• 200g rice
  • 400g kidney beans
  • 400g Goat shoulder
  • 2 scotch bonnets, finely
  • chopped
  • 2 medium onions, finely
  • chopped
  • 1 cinnamon stick
  • 1 tbsp coconut oil
  • 500ml lamb stock
  • 1 can coconut milk
  • 1 tbsp curry powder
  • Bunch coriander
  • Small bunch of thyme
  • 2 tbsp tomato puree
  • 5 garlic cloves, sliced
  • 5 juniper berries
  • For the mayo:
  • 2 egg yolks
  • 90ml coconut oil, melted
  • Salt
  • ½ Mustard
  • 1 lime, juiced
  • 4 rosti
  • Shredded iceberg to serve


  1. If the goat isn’t already cut into chunks, chop it up, just so it cooks down quicker. Then in a large casserole dish add the coconut oil and let this get really hot. When it is just smoking add the goat, you might need to do this in batches, and brown off all sides of the meat. Remove and set aside.
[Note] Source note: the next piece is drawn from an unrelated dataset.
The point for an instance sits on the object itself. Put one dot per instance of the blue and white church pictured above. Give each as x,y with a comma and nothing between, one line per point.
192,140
  2. Turn the heat down and in the same dish, adding a bit more coconut oil, add in the onions and cook for 5 mins, to soften but not to brown. Add in the garlic and the scotch bonnet. Let this cook for a few more minutes then add the meat back. Add in all the spices and tomato puree and mix together for a few minutes.
  3. Add in the lamb stock and bring to the boil. Throw in the thyme and the coriander stalks, reserving the leaves for later. Turn the heat to low and cook for about 4 hours, until the goat is tender and falling apart.
  4. In the meantime make the rice. Wash the rice several times. Place in a medium pan with the coconut milk and 200ml water or stock if you have some left and a good pinch of salt. Bring to the boil and then turn to a simmer. Add in a cinnamon stick and the beans and cook according to the packet.
  5. When both of these are ready, make the coconut mayo by whisking the egg yolks with the salt and mustard and then slowly add in the oil and whisk continuously. Heat the rosti on a pan.
  6. Add the rice and peas first, then top with the shredded goat, coconut mayo and shredded iceberg for crunch and a little hot sauce if you fancy.